Francois was the one who introduced me to this interesting vegetable
the spaghetti squash…
He also introduced baked leftover spaghetti (the pasta version) into my culinary world
(check out this recipe for Pasta Fritatta)
…spaghetti squash looks like an ordinary squash outside…
…but when cooked it has a texture unlike others of the winter squash family.
It is almost more bland in flavour, which lends itself to creative seasoning ideas…
Here is my stove top, easy boat version….

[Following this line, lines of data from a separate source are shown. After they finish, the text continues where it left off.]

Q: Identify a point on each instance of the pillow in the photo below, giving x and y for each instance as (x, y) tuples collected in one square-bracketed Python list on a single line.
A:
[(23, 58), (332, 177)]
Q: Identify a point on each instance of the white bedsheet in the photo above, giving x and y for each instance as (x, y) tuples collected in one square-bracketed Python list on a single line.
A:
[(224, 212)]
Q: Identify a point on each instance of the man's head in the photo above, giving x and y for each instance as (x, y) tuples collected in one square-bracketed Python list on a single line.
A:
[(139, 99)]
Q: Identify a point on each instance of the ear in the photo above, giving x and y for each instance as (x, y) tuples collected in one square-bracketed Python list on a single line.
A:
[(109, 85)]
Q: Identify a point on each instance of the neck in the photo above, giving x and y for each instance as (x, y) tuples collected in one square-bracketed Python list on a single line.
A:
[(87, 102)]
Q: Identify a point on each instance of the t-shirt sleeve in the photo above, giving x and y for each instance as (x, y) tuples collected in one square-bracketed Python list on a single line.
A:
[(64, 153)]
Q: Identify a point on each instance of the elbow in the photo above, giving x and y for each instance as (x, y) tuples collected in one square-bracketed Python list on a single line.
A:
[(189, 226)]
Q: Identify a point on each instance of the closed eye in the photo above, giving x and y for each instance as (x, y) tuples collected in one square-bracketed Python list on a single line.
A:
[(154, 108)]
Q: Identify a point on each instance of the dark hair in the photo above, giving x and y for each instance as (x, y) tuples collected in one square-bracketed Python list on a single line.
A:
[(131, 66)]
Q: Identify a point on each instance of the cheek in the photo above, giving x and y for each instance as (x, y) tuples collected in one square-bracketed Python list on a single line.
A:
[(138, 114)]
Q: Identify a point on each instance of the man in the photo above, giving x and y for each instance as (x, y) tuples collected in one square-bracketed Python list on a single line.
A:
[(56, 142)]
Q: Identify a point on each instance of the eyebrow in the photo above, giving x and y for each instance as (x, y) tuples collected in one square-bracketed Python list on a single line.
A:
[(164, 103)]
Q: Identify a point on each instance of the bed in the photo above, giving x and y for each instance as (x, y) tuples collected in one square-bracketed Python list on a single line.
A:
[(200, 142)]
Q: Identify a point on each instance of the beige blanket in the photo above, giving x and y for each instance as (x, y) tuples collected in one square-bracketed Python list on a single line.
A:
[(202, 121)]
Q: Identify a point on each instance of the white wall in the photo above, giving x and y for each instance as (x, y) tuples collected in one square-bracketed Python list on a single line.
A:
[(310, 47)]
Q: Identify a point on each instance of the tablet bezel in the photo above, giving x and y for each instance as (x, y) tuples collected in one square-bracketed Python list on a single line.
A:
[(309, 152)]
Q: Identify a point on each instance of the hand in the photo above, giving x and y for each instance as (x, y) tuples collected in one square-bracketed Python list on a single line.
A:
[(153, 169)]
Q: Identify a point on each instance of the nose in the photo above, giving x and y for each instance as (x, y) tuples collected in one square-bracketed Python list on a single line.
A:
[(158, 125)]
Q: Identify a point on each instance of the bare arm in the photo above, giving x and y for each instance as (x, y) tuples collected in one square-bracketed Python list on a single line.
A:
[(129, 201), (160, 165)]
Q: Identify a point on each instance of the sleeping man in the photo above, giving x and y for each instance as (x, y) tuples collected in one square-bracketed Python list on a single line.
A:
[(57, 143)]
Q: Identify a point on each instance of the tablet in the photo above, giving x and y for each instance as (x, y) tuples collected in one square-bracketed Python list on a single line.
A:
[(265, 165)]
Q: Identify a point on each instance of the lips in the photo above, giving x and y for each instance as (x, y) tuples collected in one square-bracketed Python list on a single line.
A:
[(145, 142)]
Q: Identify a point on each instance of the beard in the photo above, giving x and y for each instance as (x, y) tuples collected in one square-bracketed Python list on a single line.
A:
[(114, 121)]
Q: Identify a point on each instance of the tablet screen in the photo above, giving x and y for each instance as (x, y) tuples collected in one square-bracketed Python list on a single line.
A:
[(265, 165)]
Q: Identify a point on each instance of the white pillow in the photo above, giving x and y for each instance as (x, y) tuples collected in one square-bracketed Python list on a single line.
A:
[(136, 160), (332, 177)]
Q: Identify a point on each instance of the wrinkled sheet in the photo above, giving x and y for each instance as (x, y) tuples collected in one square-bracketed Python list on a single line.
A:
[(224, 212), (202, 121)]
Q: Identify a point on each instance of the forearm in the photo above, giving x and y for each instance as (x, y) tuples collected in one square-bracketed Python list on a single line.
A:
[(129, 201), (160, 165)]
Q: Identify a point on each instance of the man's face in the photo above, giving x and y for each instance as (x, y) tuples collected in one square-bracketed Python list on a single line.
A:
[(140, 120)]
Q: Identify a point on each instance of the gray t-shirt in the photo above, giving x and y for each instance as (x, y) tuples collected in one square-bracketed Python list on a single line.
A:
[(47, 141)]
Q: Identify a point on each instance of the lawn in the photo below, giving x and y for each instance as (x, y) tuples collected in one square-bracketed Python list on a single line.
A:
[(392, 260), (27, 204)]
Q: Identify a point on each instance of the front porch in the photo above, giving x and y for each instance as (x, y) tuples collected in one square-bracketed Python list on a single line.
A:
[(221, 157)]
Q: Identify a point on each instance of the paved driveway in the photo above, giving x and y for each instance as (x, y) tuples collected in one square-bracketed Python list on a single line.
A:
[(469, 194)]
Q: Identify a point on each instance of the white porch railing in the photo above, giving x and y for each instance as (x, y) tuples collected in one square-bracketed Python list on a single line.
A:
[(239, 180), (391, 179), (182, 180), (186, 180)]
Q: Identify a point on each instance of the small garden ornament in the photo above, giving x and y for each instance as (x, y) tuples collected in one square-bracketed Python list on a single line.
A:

MEDITERRANEAN SPAGHETTI SQUASH
1 small spaghetti squash
2-3 tbsp olive oil
2 garlic cloves, minced
2 small onions, chopped (about 1 cup0
sea and pepper (remember the squash is bland)
big pinch chili flakes
3 plum tomatoes
1/4 cup red wine
2-3 tbsp tomato paste
1/2 cup sliced black olives
1/2 cup crumbled feta
basil, slivered to garnish
If cooking squash on the grill, turn grill on medium high.
Half squash and scoop out seeds
Salt and pepper each half
Wrap each half in foil and grill for 30-40 minutes until flesh is soft but not mushy.
When cooled enough to handle use a fork and rake down the length of each half.
The flesh of the squash will have the appearance of strands of spaghetti.
Set aside while preparing the rest.
In skillet heat oil and sauté garlic and onion until transparent and fragrant.
Deglaze with a good quality red wine.
Add tomato paste.
Stir in tomatoes and sauté for more 4-5 minutes until mixture becomes a bit saucy.
Salt and pepper
Add olives and squash and toss to mix all and heat until serving temperature is reached.
Plate and top with crumbled feta and slivers of fresh basil.